Welches Chemikalie für welches Material?
Es ist entscheidend, das richtige chemische Mittel für das richtige Filament zu wählen. Eine falsche Kombination bewirkt nichts oder zerstört Ihr Modell.
- ABS / ASA + Aceton: Die bekannteste Kombination. Aceton schmilzt ABS direkt. Dies kann für Vapor Smoothing (Dampfglättung) oder zur Herstellung eines starken Klebstoffs ('ABS-Slurry') verwendet werden.
- PVB + Isopropanol (IPA): PVB (Polyvinylbutyral) wurde speziell dafür entwickelt, mit Alkohol poliert zu werden. Es ist sicherer als Aceton und ideal für transparente Drucke.

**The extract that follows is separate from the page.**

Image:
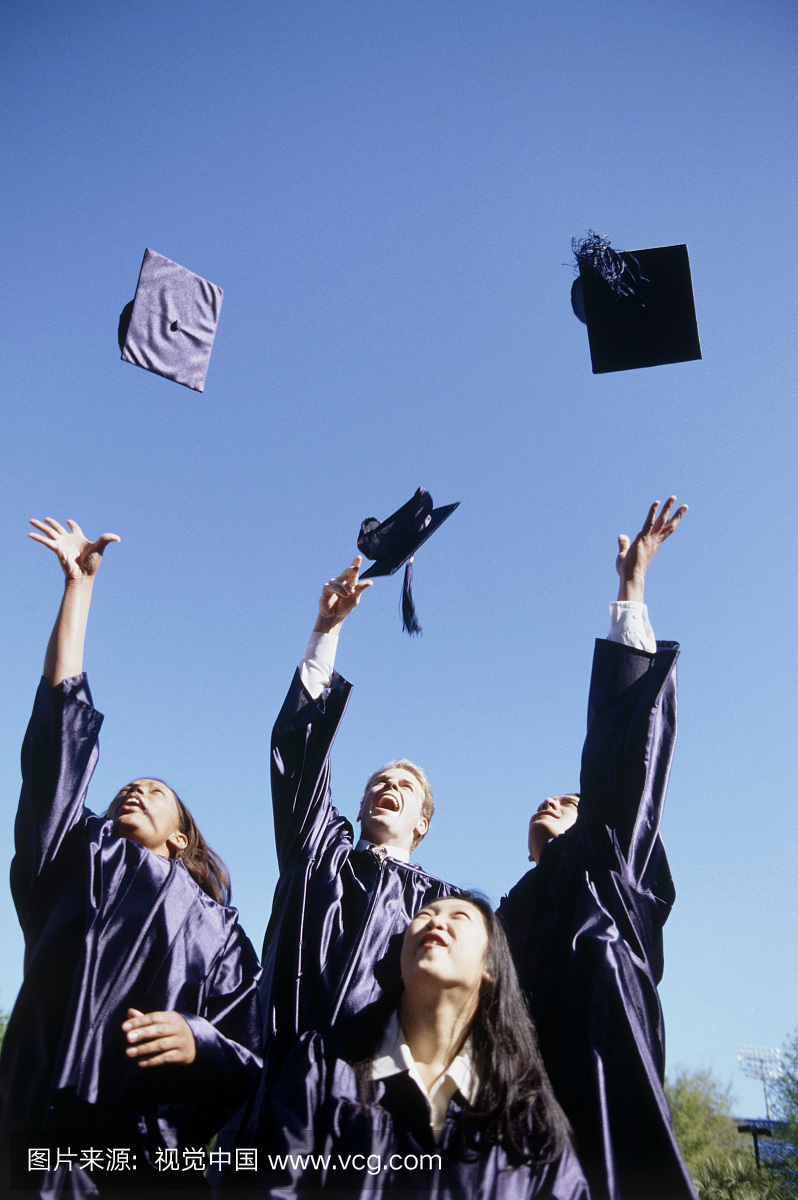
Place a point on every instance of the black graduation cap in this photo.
(637, 305)
(396, 539)
(171, 324)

- HIPS + Limonen: HIPS wird häufig als Stützmaterial verwendet. Es löst sich vollständig in Limonen (ein Extrakt aus Zitrusschalen), wodurch komplexe Drucke mit internen Stützstrukturen möglich sind.

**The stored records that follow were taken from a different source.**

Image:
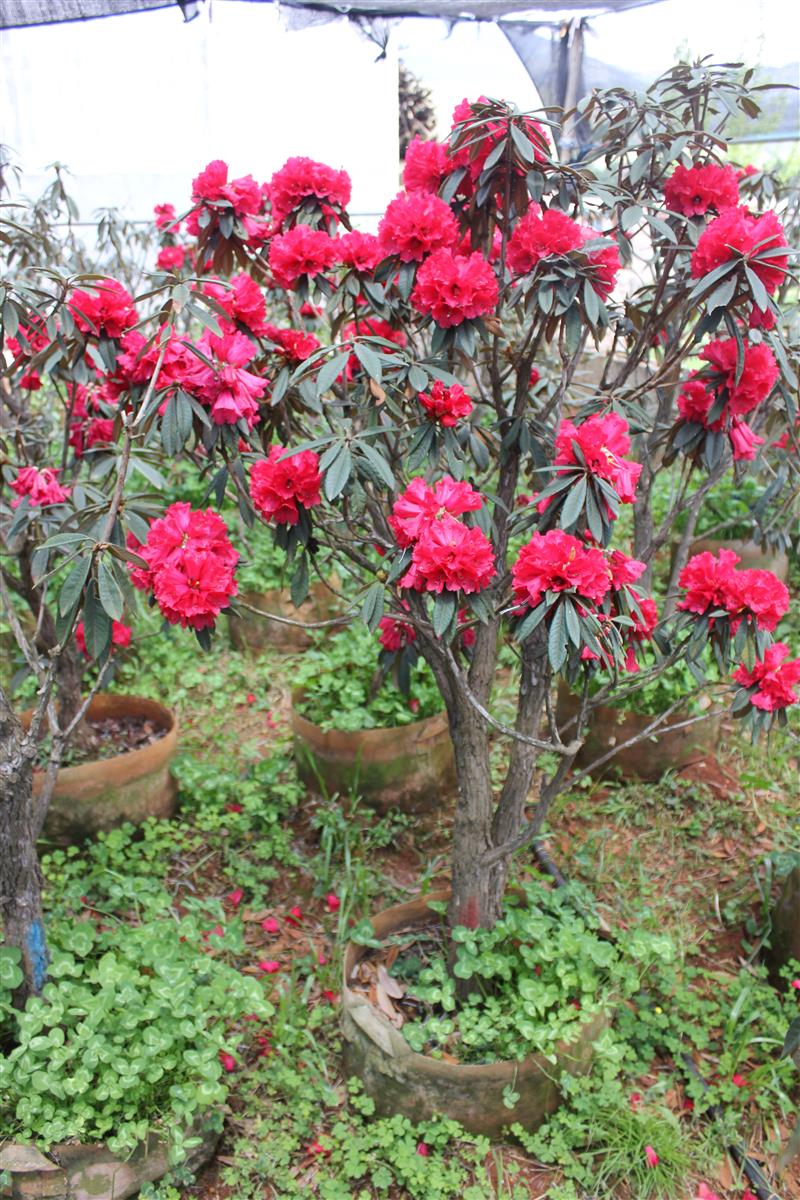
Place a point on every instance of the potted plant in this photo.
(405, 444)
(360, 727)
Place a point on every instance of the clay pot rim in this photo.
(131, 760)
(415, 731)
(505, 1069)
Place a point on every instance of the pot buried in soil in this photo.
(647, 760)
(254, 634)
(128, 786)
(419, 1086)
(409, 767)
(77, 1171)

- PLA: PLA ist chemisch sehr beständig. Standard-Hausmittel funktionieren nicht. Industrielle Mittel wie Ethylacetat funktionieren zwar, sind aber oft zu gefährlich für den regulären Gebrauch. Für PLA empfehlen wir daher meist eine Beschichtung (siehe unten).
Chemisches Schweißen (Solvent Welding)
Anstelle von Sekundenkleber, der eine fremde Schicht zwischen zwei Teilen bildet, können Sie mit Lösungsmitteln eine nahtlose Verbindung herstellen. Wenn Sie etwas Aceton auf zwei ABS-Teile auftragen und sie gegeneinander drücken, verschmelzen die Kunststoffe. Nach dem Verdampfen ist daraus ein einziges massives Ganzes geworden.
Tipp: Stellen Sie Ihren eigenen Füllstoff her, indem Sie Filamentreste in einem kleinen Behälter mit dem richtigen Lösungsmittel auflösen. Diese 'Paste' (Slurry) hat exakt dieselbe Farbe wie Ihr Druck und eignet sich perfekt zum Auffüllen von Löchern oder Nähten.
Epoxidbeschichtung (XTC-3D)
Da PLA sich chemisch nur schwer schmelzen lässt, ist die beste chemische Option das Auftragen einer zusätzlichen Schicht. Eine Epoxidbeschichtung (wie XTC-3D) ist ein Zweikomponentenharz, das auf den Druck aufgepinselt wird. Das Harz ist selbstnivellierend: Es fließt in die Drucklinien und glättet sich selbst.
- Vorteile: Es macht jede Art von Filament (auch PLA) glatt und hochglänzend, ganz ohne Schleifen. Außerdem macht es den Druck deutlich stärker und wasserdicht.
- Nachteile: Sie verlieren ein wenig Detail, weil das Harz die Details leicht überzieht. Scharfe Ecken werden etwas runder.
Sicherheit
Die chemische Nachbearbeitung erfordert strenge Sicherheitsmaßnahmen. Lösungsmittel sind oft flüchtig, brennbar und beim Einatmen gesundheitsschädlich. Arbeiten Sie immer in einem gut belüfteten Raum und tragen Sie geeignete Handschuhe (Nitril). Lesen Sie immer das Sicherheitsdatenblatt (MSDS) der Stoffe, die Sie verwenden.